Tuesday 15 January 2019

Library Furniture




     If someone read this blog they would probably say that I focus too much on libraries, so I will shift the focus for a bit to the subject of furniture for libraries. If you are in the market for some, shop at Kennedy Galleries in Toronto where you will find such items as an Althorp Butterfly Accent Table, an Althorp Original Wingback Chair and an Althorp Spencer House Chair. “Althorp” is the name of the home of the Spencer family and within it you will find a “storied library.” Charles, 9th Earl Spencer was in that colonial city during the past summer to promote the furniture made by Theodore Alexander and which is of the type found in the library at Althorp.
     You would probably be much more interested in this, even if you are an American republican, if I mentioned at this point that the Earl is the younger brother of Diana, Princess of Wales. She surely romped through at least some of the 90 rooms where it was said that “a shetland pony might be conveniently kept to carry the more delicate visitor from one extremity to the other.”
     That such a patrician should be reduced to a pitchman should not bother you too much since the Earl visited Toronto from Windsor Castle en route to one of his homes in Los Angeles. The Spencer family circumstances must be somewhat straitened, however, since the estate can be visited by the likes of you and rented for the wedding of your daughter.
     The estate is truly splendid and I encourage you to have a look at ALTHORP which occupies over 500 acres in Northamptonshire. As for the “storied library”, it has been reduced in size and the remaining “10,000 books include the remnants of the private library amassed by the Second Earl, which at one time was the finest private library in the world. Comprising 43,000 early printed books, including 58 Caxtons, it was sold complete in 1892, and now comprises the backbone of the John Rylands Library, Manchester University.”

Sources:
   For an article about the Earl’s visit and the Kennedy Galleries see: “A Storied Library,” Kristina Ljubanovic, The Globe and Mail, June 30, 2018.
   Additional information about the library is found on the Althorp web site. You will note that  Althorp hosts both a Literary Festival and a Food & Drink Festival and daily tickets to enter the estate and grounds can be purchased during the summer.
   Information about the John Rylands Library is found at the University of Manchester Library.
For specific information about the books from Althorp see; the Spencer Collection.

Post Script:
     Now, back to the subject of libraries. Lord Spencer had to sell much of the material in the library back in 1892 and it was purchased by Enriqueta Rylands who was the wife of the wealthy Manchester merchant, John who died in 1888. She paid over £200,000  and contributed additional money for a library and then later bequeathed over 200,000 additional pounds for the purchase of more books. That the Althorp Library was more-or-less kept intact was a good thing.
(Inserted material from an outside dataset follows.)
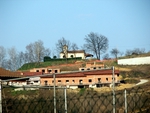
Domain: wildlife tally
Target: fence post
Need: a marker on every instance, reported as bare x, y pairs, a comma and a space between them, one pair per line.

   Once again, I will offer premium material by letting you know that the story does not end well. The John Rylands Library was absorbed into the University of Manchester Library in the early 1970s. Unfortunately, University Libraries, like Dukes, can become poor and during a period of austerity the University of Manchester decided to offer for sale some of the ‘duplicates’ that were now found in the amalgamated collections. A bitter controversy ensued, for,  “As a writer in the Times Literary Supplement(TLS) subsequently observed, ‘The very notion of duplicate books is one which meets with hollow laughter from scholars, bibliographers and collectors. No two copies of early printed books are ever exactly alike: they vary in small but significant ways.’ There was also the additional matter of breaking faith with the benefactors.
   The University pocketed £1,620,000, but not everyone was happy. A “mock-Victorian penny-dreadful’ was circulated which called the sale,  ‘A Cruel and Inhuman Murder Committed upon the Body of the University of Manchester’.
   University libraries in Ontario are now experiencing hard times and looking for ways to save money and gain space for the ‘student experience’. In doing so, books are being disposed of and many are being sent to a centralized storage facility in Downsview. I am sure due diligence is done and that the books are not generally unique ones published before 1500. Still one hopes something is not lost.
[Some might assume here that, in attempting to make  a point I might have exaggerated the ‘Manchester event’. You can decide for yourself by looking at Chapter 11, “Research and Rationalisation,” in A History of the University of Manchester, by Brian Pullan and Michele Abendstern, pp. 239-268. The quotations immediately above are from this source.]